Ja, meine Damen und Herren, Herr Kessel, es ist ja sehr schön, dass Sie uns ja im Wesentlichen zustimmen, aber was ich einfach unschön finde ist, dass Sie der Versuchung nicht unterlegen oder nicht widerstehen konnten – so ist es richtig –, uns dann doch wieder zur entbehrlichen Opposition zu erklären. Ja, die CDU hätte alles schon gemacht, ja. Warum gibt’s uns überhaupt? Ja, das ist immer eine Aussage, die mich ein bisschen stört, gerade von Leuten, die sich immer so als die Überdemokraten hier in diesem Parlament darstellen.

(Zuruf des Abg. Uwe Junge, AfD)

Ja, und ich will einfach mal darauf hinweisen, dass Sie durchaus nicht alle Zahlen an den Tag bringen, ja. Als wir gemeinsam im vertraulichen Teil der Sitzung des Haushalts- und Finanzausschusses saßen, haben alle zugehört, aber ich war derjenige, der dann am Ende die Kleinen Anfragen gestellt hat und die Mündliche Anfrage

(Abg. Dr. Adolf Weiland, CDU: Ach, Gott! – Weitere Zurufe von der CDU)

und die Ministerin dazu gebracht hat zuzugeben, dass 34 Millionen Euro

(Beifall der AfD)

nur für die Asylbewerbererstaufnahme ausgegeben wurden.

(Abg. Martin Haller, SPD: Erzählen Sie doch nicht so einen Kram! Das ist doch kompletter Unsinn, den Sie hier erklären!)

Also Sie bringen bei Weitem nicht alle Zahlen an die Oberfläche, meine Damen und Herren. Und wir sind als Opposition genauso wichtig wie Sie.

Danke schön.

(Beifall der AfD)

Danke schön. – Dann kommen wir zur nächsten Rednerin. Entschuldigung, zum nächsten Redner. Für die FDPFraktion hat sich Herr Kollege Roth gemeldet. Bitte schön, Sie haben das Wort, Herr Roth.
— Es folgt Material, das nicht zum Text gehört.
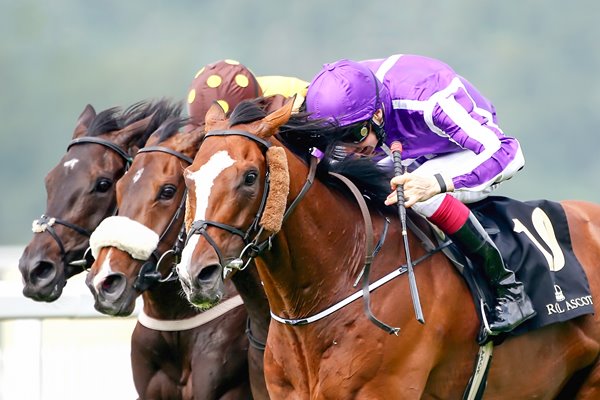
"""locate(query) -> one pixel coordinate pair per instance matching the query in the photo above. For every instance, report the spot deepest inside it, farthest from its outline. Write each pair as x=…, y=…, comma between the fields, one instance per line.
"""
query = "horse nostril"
x=113, y=284
x=44, y=270
x=208, y=273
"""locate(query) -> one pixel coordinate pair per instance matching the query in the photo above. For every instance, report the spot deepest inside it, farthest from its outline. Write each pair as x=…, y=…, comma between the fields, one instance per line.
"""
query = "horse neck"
x=312, y=257
x=164, y=301
x=250, y=288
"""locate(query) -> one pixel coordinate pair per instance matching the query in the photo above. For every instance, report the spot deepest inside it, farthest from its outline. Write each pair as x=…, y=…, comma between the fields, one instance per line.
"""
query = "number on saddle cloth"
x=533, y=238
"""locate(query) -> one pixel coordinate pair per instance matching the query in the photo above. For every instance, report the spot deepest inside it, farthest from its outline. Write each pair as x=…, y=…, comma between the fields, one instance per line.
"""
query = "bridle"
x=253, y=247
x=46, y=223
x=149, y=274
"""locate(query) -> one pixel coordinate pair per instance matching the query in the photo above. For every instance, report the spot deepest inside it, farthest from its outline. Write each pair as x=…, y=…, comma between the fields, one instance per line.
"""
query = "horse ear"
x=83, y=122
x=268, y=126
x=214, y=115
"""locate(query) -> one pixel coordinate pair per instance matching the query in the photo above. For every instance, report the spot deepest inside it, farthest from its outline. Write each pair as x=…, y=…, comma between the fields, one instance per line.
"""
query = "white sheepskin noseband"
x=125, y=234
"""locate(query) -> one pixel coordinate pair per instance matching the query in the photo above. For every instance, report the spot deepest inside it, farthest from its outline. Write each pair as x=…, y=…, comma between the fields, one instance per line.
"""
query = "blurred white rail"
x=62, y=350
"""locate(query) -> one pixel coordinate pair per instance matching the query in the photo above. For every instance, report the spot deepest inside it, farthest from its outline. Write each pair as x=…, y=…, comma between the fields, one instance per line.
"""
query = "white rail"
x=60, y=350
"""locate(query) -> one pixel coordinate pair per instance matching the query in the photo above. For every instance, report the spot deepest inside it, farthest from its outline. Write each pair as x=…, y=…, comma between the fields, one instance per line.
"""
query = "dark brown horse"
x=80, y=192
x=314, y=260
x=178, y=351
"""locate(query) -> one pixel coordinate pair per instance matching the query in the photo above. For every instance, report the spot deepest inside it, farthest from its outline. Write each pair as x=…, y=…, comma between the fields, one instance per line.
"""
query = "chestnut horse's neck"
x=318, y=253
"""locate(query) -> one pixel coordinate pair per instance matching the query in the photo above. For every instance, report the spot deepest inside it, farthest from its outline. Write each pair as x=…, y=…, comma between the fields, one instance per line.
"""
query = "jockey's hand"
x=417, y=188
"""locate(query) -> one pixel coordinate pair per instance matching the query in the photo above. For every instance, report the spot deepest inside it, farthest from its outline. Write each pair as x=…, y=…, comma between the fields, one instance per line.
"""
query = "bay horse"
x=178, y=351
x=309, y=257
x=80, y=192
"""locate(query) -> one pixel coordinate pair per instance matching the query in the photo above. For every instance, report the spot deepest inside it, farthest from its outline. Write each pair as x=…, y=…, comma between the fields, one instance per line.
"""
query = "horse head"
x=81, y=193
x=134, y=249
x=228, y=207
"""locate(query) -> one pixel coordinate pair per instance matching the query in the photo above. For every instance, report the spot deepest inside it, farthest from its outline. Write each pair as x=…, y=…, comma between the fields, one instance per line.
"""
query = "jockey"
x=228, y=83
x=453, y=148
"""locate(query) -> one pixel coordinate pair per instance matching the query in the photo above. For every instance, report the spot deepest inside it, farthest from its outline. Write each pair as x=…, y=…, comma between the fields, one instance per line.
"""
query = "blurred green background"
x=537, y=61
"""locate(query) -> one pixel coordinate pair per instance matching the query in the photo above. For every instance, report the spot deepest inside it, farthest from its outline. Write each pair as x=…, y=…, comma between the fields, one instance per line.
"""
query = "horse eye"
x=250, y=178
x=167, y=192
x=103, y=185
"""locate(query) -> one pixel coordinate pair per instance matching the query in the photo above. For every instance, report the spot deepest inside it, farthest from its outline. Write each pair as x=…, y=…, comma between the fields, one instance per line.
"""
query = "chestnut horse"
x=80, y=192
x=313, y=261
x=178, y=351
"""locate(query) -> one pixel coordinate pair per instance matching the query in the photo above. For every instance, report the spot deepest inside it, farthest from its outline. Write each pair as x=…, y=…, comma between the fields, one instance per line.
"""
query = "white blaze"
x=71, y=163
x=138, y=175
x=105, y=270
x=204, y=180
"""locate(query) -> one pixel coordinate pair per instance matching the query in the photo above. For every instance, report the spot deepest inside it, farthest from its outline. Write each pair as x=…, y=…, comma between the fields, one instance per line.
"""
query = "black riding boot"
x=513, y=306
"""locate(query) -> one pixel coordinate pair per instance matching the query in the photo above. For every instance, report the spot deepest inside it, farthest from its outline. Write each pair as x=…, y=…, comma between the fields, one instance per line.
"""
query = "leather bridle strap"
x=149, y=273
x=166, y=150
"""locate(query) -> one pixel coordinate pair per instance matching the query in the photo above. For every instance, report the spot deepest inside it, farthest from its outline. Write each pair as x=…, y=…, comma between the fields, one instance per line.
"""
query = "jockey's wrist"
x=441, y=182
x=445, y=184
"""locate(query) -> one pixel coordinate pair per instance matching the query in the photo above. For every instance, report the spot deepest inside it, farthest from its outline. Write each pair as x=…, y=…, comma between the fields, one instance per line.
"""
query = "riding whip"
x=396, y=148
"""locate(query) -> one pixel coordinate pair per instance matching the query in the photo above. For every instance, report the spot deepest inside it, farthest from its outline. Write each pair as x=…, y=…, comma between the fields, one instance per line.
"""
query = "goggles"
x=358, y=132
Ich bin eindeutig ein Mann.

Sehr geehrte Frau Präsidentin, meine sehr geehrten Damen und Herren! Anfragen, egal ob Kleine oder Große Anfragen, sind das Recht eines jeden Abgeordneten, und zwar vorrangig Recht der Opposition zur Kontrolle der Landesregierung. Ich bin froh und dankbar dafür, dass dieses Recht in unserer Demokratie fest verankert ist. Kluge, geschickte und vernünftige Fragen sind Grundlagen für eine Anfrage und ein Teil unserer Arbeit.
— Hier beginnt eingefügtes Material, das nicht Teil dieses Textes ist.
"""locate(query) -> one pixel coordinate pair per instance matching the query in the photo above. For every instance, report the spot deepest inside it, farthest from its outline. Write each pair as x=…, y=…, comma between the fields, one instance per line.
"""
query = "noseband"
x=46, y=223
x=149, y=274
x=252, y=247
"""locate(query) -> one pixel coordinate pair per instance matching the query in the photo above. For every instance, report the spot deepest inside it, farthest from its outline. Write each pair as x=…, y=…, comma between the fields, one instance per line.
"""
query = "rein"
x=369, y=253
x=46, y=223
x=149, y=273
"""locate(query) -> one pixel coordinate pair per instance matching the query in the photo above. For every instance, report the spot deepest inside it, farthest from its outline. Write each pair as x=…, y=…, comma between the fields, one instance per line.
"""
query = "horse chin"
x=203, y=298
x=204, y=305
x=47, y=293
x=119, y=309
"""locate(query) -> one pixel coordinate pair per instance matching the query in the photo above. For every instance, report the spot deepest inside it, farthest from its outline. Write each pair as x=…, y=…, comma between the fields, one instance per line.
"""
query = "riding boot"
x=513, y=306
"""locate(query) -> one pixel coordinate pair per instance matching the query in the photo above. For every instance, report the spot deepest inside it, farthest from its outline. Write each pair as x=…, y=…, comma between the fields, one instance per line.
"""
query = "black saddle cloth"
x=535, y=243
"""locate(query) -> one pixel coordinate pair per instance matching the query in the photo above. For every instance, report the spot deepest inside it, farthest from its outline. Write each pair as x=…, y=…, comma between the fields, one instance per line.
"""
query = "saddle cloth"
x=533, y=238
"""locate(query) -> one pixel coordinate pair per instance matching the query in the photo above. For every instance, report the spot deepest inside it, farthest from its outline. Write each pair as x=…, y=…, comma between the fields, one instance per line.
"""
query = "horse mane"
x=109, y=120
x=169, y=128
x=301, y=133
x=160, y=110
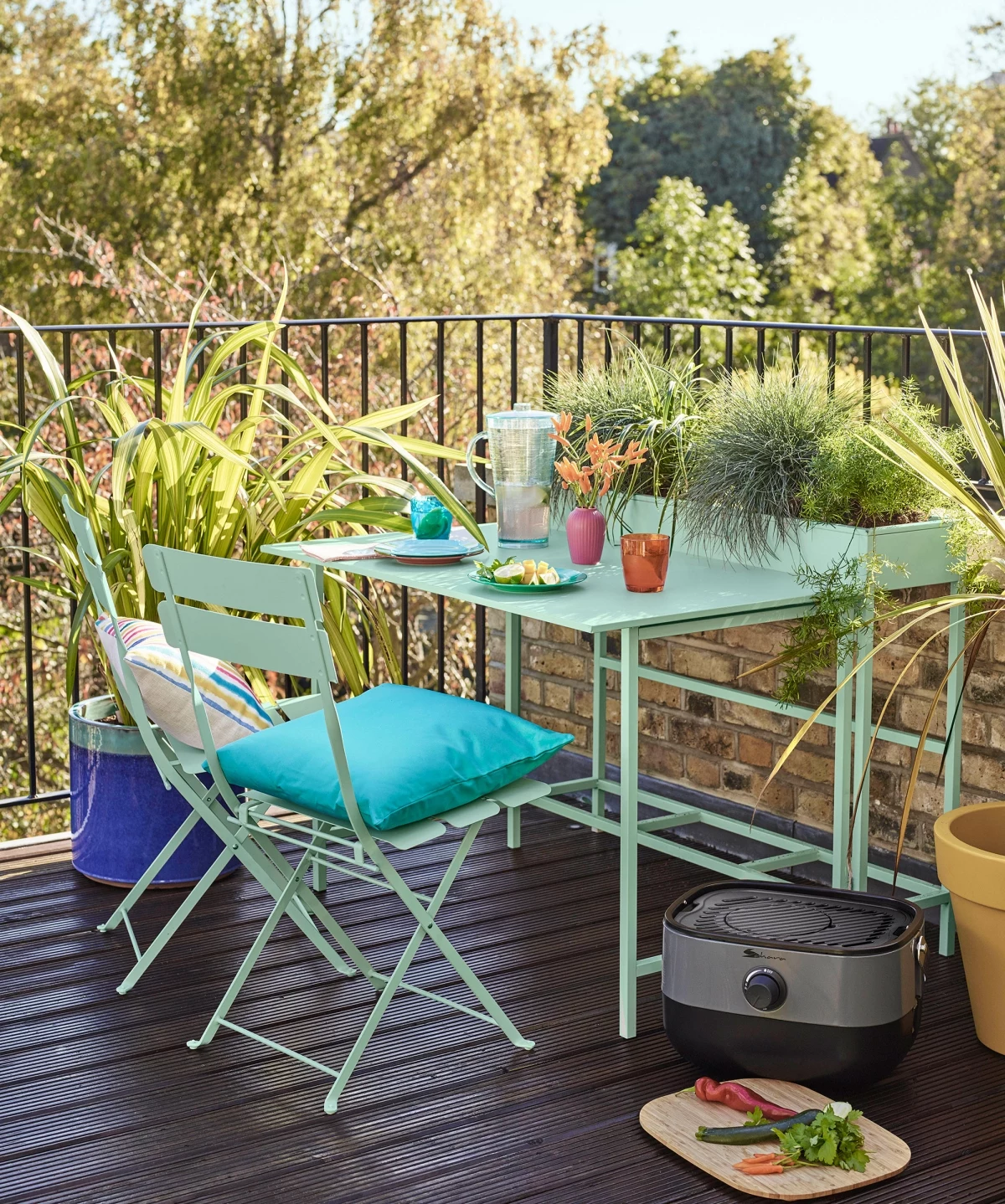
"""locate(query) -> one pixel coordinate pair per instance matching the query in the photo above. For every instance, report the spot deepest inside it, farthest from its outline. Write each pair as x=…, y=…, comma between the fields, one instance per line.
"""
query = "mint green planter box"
x=919, y=547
Es gibt aber Ausnahmen. So auch dieses Mal hier. Ich möchte exemplarisch nur auf zwei Themenkomplexe eingehen.

So fragt die AfD in ihrer Großen Anfrage nach meldepflichtigen Krankheiten bei Asylbewerbern. Das können Sie natürlich. Das ist keine Frage. Was ist aber der tatsächliche Mehrwert? – Sie wissen jetzt, dass die Asylbewerberinnen und Asylbewerber einen sehr geringen Anteil an den meldepflichtigen Krankheiten ausmachen. Das wussten Sie aber bereits vorher; denn eine Kleine Anfrage von Ihnen – Drucksache 17/6874 – mit dem Thema „Gesundheitsversorgung Asylsuchender“ fragt die Gesundheitsversorgung von Asylsuchenden ab.
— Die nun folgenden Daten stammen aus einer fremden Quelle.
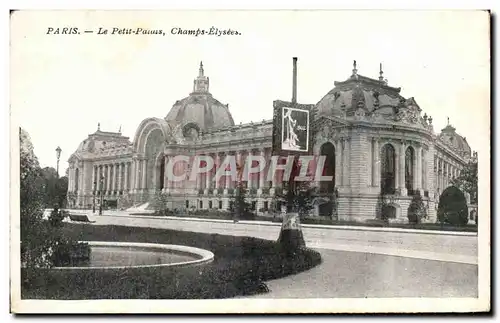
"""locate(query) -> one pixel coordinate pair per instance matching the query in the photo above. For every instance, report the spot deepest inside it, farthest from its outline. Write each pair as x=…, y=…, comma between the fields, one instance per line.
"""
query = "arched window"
x=424, y=170
x=388, y=171
x=409, y=168
x=328, y=150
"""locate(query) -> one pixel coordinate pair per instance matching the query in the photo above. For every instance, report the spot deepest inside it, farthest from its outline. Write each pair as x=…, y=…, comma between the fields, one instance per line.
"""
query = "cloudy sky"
x=63, y=85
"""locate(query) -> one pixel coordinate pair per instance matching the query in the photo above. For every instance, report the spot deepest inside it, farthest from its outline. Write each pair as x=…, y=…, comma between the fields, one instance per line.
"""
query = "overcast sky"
x=63, y=85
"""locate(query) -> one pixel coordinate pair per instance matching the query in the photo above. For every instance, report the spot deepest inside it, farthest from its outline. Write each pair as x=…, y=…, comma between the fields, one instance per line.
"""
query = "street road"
x=355, y=263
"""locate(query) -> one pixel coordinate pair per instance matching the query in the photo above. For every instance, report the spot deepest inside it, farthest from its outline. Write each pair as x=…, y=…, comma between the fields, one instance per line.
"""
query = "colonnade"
x=112, y=179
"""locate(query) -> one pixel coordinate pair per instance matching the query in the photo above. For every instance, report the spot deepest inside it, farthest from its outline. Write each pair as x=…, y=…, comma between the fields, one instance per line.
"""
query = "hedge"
x=240, y=267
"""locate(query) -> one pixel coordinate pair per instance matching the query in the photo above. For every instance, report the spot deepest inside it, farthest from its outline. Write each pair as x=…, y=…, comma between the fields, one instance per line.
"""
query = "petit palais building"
x=378, y=145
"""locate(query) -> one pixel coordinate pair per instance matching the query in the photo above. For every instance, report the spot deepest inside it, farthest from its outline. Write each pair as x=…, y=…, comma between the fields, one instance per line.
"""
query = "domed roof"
x=453, y=139
x=201, y=108
x=360, y=91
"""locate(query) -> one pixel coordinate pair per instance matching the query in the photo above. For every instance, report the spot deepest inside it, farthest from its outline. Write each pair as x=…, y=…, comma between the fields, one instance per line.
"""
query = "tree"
x=241, y=208
x=42, y=242
x=467, y=181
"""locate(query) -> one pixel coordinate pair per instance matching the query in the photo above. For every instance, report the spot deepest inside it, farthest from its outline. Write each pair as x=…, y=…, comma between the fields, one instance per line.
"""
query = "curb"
x=309, y=226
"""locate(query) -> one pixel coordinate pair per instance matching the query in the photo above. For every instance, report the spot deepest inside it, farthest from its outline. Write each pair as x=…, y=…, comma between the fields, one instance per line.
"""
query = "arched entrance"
x=159, y=172
x=452, y=208
x=388, y=212
x=325, y=206
x=328, y=150
x=409, y=169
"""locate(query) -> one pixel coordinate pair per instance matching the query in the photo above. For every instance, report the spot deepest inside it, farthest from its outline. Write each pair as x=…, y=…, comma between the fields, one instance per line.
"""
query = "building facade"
x=379, y=146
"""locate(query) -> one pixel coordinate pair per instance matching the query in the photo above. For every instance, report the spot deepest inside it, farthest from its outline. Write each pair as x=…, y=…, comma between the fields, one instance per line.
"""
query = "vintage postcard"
x=230, y=161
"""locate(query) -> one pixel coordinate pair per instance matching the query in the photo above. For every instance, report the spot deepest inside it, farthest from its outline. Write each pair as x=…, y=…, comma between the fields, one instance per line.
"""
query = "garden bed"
x=240, y=267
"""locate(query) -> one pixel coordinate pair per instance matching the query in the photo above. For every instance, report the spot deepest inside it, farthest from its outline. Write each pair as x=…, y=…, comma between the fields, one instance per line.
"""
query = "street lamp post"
x=100, y=192
x=58, y=155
Die nächste Kleine Anfrage der AfD fragt nach der elektronischen Gesundheitskarte für Asylbewerber. Das übrigens unter der Drucksache 17/2059. Während Sie allerdings nur ein Thema und eine Personengruppe abfragen, kümmert sich die Ampelkoalition um die Menschen insgesamt.

(Beifall der FDP, der SPD und des BÜNDNIS 90/DIE GRÜNEN)

Sie stellen der Landesregierung 53 Fragen, welche oftmals schon behandelt wurden. Sei es hier im Plenum, sei es in den Ausschüssen oder in öffentlichen Diskussionen. Natürlich fragen Sie wieder nach meldepflichtigen Krankheiten mit demselben Ergebnis.